The ACCP Provides Comment to the Centers for Medicare & Medicaid Services on COPD Outcome Measures

October 7, 2011

On behalf of the American College of Chest Physicians (ACCP), the ACCP Quality Improvement Committee (QIC) appreciates the opportunity to comment on these measures. On principle, the QIC agrees that COPD is an area of interest for performance measurement, and outcome measures are a preferable method for performance measurement. However, the QIC mentioned that they would be more interested in seeing a pulmonary function test as a performance measure, rather than 30-day readmission rates. The QIC also cited the manuscript by John E. Heffner, MD, FCCP, and colleagues titled, “COPD Performance Measures: Missing Opportunities for Improving Care” as a potential bank of needed COPD performance measures.

The QIC notes that patients who are discharged to other acute care facilities are excluded from these measures and would like to know whether or not acute care facilities include long-term acute care hospitals. The QIC is concerned that an unintended consequence might be patients discharged to long-term acute care hospitals to avoid an increased 30-day mortality rate. We would recommend that long-term acute care transfers be included. In addition, time-delineated mortality rates at 30, 60, and 90 days might be considered.

The QIC also noted that the inclusion of patients admitted with ICD-9 code 799.1 (cardiorespiratory arrest) is likely to contaminate the denominator with patients having a variety of disorders, only one of which needs to be called an exacerbation of COPD. In addition, excluding patients enrolling in hospice on the day of admission is appropriate, but it very often takes more than a day to reach consensus on that decision. Furthermore, not excluding patients who have “do not resuscitate” or “do not intubate” status is a problem. While the QIC understands the rationale behind this, when mortality is the outcome of importance, and the most potent tool available to physicians is not available for use, the QIC feels that physicians should not be responsible. The QIC recommends treating patients with a “do not resuscitate” or “do not intubate” status similar to patients enrolling in hospice. The QIC also feels that shock and sepsis should be included in the risk adjustment.

The QIC questions why certain comorbid conditions are included for risk adjustment; for example, retinal disorders, mononeuropathy, and dermatologic disorders.

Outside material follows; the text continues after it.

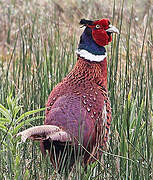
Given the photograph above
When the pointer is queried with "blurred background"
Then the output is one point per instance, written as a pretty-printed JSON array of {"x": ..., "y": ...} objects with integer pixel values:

In addition, diagnoses that are new on admission should be included because these will clearly affect outcome.

The QIC also stated that coding methods for these airway disorders are notoriously inaccurate, unreliable, and irreproducible. While there are many coding errors for many diagnoses in medicine, the inaccuracies are much greater in the obstructive lung diseases field than for other conditions. For example, asthma, bronchiectasis, and congestive heart failure are routinely and commonly coded as COPD.

Finally, the QIC strongly urges continued evaluation, testing, and validation of the risk adjustment model, which has not been externally validated, as the measures are deployed.